July 30, 2013
JSTOR is a not-for-profit digital library that provides access to scholarly journals, books, and primary sources to people around the world. Established in 1995, JSTOR was conceived originally with three primary goals: to help libraries save space (and therefore lower costs) by digitizing what were then little used older print journals; to help scholarly societies and publishers make the transition to digital forms of communication; and to expand access for scholars and students. At the core of the JSTOR library is an archive of more than 2,000 journals—upwards of 50 million pages of content that JSTOR has digitized, actively preserves, and makes accessible. The archive contains the entire run for each journal, from its earliest issue through the most recent 3 to 5 years. Most of the content in the archive is under copyright. This content is made available with the permission and cooperation of more than 1,000 publishers who trust us to act as responsible stewards of their content.
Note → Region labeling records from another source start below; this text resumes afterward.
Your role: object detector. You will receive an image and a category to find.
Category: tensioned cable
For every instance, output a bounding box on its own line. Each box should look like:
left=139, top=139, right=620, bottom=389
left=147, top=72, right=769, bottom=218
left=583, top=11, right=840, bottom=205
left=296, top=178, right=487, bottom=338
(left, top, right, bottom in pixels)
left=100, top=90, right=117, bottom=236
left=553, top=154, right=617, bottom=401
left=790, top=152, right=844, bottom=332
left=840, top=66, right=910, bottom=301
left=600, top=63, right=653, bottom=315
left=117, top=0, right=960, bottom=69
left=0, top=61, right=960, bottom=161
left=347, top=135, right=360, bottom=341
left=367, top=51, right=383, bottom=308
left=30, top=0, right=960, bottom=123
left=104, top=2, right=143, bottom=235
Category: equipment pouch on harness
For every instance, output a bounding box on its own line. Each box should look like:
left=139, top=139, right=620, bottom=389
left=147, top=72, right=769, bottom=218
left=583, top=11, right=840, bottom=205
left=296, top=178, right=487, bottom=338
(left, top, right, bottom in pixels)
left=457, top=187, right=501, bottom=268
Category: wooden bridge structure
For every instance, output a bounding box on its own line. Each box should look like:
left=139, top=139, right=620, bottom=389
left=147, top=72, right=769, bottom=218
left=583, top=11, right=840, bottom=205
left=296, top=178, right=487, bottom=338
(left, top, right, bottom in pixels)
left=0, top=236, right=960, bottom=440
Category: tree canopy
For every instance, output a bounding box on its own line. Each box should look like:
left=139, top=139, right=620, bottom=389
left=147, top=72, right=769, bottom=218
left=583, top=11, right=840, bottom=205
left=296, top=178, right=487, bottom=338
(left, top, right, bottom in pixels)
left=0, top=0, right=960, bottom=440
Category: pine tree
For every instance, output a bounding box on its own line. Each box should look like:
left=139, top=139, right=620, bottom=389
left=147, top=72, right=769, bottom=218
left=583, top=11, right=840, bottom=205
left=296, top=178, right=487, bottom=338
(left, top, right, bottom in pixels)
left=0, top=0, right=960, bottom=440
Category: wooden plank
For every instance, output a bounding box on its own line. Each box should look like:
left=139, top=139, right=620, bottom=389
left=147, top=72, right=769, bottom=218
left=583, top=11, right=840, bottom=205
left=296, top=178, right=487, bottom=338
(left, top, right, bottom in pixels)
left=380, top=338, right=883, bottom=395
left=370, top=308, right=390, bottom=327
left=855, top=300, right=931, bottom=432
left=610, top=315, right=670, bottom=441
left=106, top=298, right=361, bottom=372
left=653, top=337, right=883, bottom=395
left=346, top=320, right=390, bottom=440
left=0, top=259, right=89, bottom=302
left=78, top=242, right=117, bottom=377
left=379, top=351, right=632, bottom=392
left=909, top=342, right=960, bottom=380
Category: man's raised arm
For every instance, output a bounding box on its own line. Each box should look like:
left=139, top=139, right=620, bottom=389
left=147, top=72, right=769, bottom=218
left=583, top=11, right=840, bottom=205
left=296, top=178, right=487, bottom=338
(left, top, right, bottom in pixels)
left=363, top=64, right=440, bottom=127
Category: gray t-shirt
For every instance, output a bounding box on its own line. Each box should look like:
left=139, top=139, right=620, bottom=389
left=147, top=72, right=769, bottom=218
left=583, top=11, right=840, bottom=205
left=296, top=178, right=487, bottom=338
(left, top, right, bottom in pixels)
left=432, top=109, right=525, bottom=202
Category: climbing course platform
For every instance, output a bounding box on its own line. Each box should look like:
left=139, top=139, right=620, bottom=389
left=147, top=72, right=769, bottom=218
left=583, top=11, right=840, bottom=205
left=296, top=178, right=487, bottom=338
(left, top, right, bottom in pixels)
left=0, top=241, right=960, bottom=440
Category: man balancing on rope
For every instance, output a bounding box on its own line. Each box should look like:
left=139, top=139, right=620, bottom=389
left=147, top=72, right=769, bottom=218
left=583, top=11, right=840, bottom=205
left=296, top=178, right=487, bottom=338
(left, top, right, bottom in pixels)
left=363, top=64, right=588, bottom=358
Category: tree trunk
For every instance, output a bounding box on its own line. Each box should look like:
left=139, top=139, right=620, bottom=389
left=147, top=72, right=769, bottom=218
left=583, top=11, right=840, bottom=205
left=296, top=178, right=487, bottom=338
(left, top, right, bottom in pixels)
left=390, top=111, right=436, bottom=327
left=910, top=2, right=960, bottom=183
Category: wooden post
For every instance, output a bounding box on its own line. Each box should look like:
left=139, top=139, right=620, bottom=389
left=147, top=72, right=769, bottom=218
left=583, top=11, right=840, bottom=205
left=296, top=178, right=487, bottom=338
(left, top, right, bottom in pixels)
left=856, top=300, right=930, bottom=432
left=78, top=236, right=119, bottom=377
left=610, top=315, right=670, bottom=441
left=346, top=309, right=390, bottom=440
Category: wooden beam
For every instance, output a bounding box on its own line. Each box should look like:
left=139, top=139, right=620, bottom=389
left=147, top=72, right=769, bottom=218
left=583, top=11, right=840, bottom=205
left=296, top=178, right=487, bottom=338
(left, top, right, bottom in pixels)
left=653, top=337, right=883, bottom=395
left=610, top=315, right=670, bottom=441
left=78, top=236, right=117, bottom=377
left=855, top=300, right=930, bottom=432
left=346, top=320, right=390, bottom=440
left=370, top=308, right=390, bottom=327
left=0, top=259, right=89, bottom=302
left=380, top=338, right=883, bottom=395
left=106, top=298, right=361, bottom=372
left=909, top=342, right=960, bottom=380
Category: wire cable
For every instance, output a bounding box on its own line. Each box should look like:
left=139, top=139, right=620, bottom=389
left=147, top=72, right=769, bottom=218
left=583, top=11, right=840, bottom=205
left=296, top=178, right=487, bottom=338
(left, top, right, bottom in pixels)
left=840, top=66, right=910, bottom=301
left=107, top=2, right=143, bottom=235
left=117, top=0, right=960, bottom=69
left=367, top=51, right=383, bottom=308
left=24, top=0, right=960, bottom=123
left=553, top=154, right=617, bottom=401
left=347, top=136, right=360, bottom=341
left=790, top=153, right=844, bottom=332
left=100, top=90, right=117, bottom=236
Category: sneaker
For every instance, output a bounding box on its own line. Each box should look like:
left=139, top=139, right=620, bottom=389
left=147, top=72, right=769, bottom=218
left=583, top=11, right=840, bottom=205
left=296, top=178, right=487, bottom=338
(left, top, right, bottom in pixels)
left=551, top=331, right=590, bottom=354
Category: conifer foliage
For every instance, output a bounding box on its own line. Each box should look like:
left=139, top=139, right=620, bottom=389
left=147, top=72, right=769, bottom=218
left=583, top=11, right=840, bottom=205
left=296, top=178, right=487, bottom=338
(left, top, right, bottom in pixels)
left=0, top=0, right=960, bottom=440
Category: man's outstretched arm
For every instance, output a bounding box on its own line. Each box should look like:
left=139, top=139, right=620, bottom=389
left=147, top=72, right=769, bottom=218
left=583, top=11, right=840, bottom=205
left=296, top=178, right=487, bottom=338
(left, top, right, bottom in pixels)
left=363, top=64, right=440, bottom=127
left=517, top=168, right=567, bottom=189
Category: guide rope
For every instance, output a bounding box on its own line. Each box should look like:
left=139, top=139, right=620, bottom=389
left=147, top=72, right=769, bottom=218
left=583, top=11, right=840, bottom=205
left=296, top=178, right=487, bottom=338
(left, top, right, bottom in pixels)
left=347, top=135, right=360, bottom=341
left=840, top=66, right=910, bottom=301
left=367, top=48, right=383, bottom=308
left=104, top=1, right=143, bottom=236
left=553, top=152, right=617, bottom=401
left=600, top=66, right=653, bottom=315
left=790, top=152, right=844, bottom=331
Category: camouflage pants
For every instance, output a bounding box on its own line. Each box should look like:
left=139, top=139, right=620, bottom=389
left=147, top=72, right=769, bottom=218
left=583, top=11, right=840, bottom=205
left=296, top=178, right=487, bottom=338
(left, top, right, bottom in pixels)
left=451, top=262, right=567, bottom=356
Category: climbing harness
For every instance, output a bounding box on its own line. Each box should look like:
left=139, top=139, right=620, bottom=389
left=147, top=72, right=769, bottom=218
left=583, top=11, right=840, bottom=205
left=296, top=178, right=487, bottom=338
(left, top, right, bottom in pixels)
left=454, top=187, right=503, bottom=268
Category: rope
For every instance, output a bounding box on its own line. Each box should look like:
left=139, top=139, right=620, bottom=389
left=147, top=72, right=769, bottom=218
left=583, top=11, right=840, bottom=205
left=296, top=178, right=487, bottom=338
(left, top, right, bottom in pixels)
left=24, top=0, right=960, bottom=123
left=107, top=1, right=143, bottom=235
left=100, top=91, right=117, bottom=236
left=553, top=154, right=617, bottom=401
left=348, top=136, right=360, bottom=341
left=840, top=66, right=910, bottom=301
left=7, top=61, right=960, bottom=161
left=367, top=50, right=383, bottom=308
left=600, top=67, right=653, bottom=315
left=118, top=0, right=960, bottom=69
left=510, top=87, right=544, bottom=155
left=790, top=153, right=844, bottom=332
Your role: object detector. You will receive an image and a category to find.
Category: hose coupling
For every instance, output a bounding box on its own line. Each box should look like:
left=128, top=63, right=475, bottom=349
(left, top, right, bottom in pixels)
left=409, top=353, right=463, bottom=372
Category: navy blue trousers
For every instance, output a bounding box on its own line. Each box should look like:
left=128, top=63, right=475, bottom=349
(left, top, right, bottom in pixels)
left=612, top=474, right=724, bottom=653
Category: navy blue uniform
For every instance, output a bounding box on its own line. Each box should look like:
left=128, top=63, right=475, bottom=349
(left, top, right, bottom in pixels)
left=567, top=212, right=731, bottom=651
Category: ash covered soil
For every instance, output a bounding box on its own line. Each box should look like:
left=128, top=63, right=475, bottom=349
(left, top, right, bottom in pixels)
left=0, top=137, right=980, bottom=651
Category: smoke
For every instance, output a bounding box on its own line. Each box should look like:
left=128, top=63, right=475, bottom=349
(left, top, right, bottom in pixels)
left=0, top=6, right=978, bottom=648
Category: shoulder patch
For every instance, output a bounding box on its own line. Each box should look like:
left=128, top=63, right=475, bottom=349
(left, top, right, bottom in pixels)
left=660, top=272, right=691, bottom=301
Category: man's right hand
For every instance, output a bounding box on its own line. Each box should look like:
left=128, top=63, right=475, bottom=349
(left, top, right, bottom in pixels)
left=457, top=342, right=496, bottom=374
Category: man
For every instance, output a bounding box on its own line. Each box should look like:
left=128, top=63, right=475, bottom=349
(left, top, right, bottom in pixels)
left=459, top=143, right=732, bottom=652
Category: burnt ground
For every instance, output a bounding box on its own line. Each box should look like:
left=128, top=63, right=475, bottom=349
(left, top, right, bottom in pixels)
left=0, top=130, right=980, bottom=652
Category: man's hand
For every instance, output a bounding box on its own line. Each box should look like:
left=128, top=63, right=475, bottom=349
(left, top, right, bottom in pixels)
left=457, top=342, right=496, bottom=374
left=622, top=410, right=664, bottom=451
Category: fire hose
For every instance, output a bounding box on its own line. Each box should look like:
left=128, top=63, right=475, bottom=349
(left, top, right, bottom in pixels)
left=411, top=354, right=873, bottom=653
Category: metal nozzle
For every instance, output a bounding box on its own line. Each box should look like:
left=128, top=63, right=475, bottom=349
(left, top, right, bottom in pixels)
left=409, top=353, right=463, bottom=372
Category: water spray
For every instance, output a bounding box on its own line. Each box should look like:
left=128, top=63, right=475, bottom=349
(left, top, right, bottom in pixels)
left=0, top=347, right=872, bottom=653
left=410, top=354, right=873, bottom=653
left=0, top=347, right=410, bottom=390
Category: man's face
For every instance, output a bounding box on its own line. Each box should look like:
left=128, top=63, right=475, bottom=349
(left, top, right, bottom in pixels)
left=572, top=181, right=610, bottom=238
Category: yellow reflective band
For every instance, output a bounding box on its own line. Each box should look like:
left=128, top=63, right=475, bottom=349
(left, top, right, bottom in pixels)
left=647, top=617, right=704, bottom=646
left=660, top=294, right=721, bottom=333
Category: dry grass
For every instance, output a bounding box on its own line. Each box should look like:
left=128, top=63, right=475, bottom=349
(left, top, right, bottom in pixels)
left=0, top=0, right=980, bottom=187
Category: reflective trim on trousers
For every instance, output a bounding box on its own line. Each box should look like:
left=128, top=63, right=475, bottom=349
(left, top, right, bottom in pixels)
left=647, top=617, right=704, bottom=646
Today, the JSTOR archive is available primarily through institutions. Currently 8,400 educational, cultural, and other institutions in 168 countries around the world participate in supporting and sustaining the archive. Most institutions pay fees to cover the costs of JSTOR’s work. These fees are scaled to enable access for as many institutions as possible. Institutions in Africa and other developing nations have had free access to JSTOR since 2006; today, nearly 900 institutions from 44 countries have JSTOR access for free. In addition, for the general public, JSTOR provides free access to nearly 500,000 articles no longer under copyright and offers free reading access to more than 1,300 journal titles. In 2012, JSTOR was accessed approximately 540 million times around the world. To learn more, please see 10 Things about JSTOR.
Chronology of Events
On Saturday, September 25, 2010 we noted a tremendous increase in the number of articles downloaded from JSTOR, many of which appeared to be generated by a robot using the MIT network. The volume of activity, hundreds of downloads per minute, was having a negative impact on our servers and therefore was prohibited by JSTOR’s terms of service. We took the preventative measure of blocking the single IP address from which the requests were originating to stop it from continuing to access content on the JSTOR site1. We posted a message to this IP address on September 25 that access from the address was suspended, and asking the user(s) to review our Terms & Conditions of Use and to contact us with any questions. We did not hear back. Instead, the downloading continued the following morning, September 26, from a different IP address associated with MIT.
We then took the further step of blocking a Class C range of MIT IP addresses, which brought the downloading to an end. We contacted MIT on Sunday, September 26 alerting them to the step we had taken and asking them to investigate. On Wednesday, September 29, MIT contacted us and said that they believed the origin of the activity was a guest visiting MIT, and that they believed the activity would not recur. We immediately restored access for the Class C addresses.
While the rate of downloading exceeded anything we had previously experienced, attempts to download large numbers of articles from JSTOR are not unusual. There are many legitimate reasons why people want to download large data sets for their research. We frequently support such research by providing access to datasets, free of cost, in a way that does not affect access for other users.2 In this case, no user contacted us, and it appeared that the user switched IPs to continue the downloading despite our attempts to block the activity.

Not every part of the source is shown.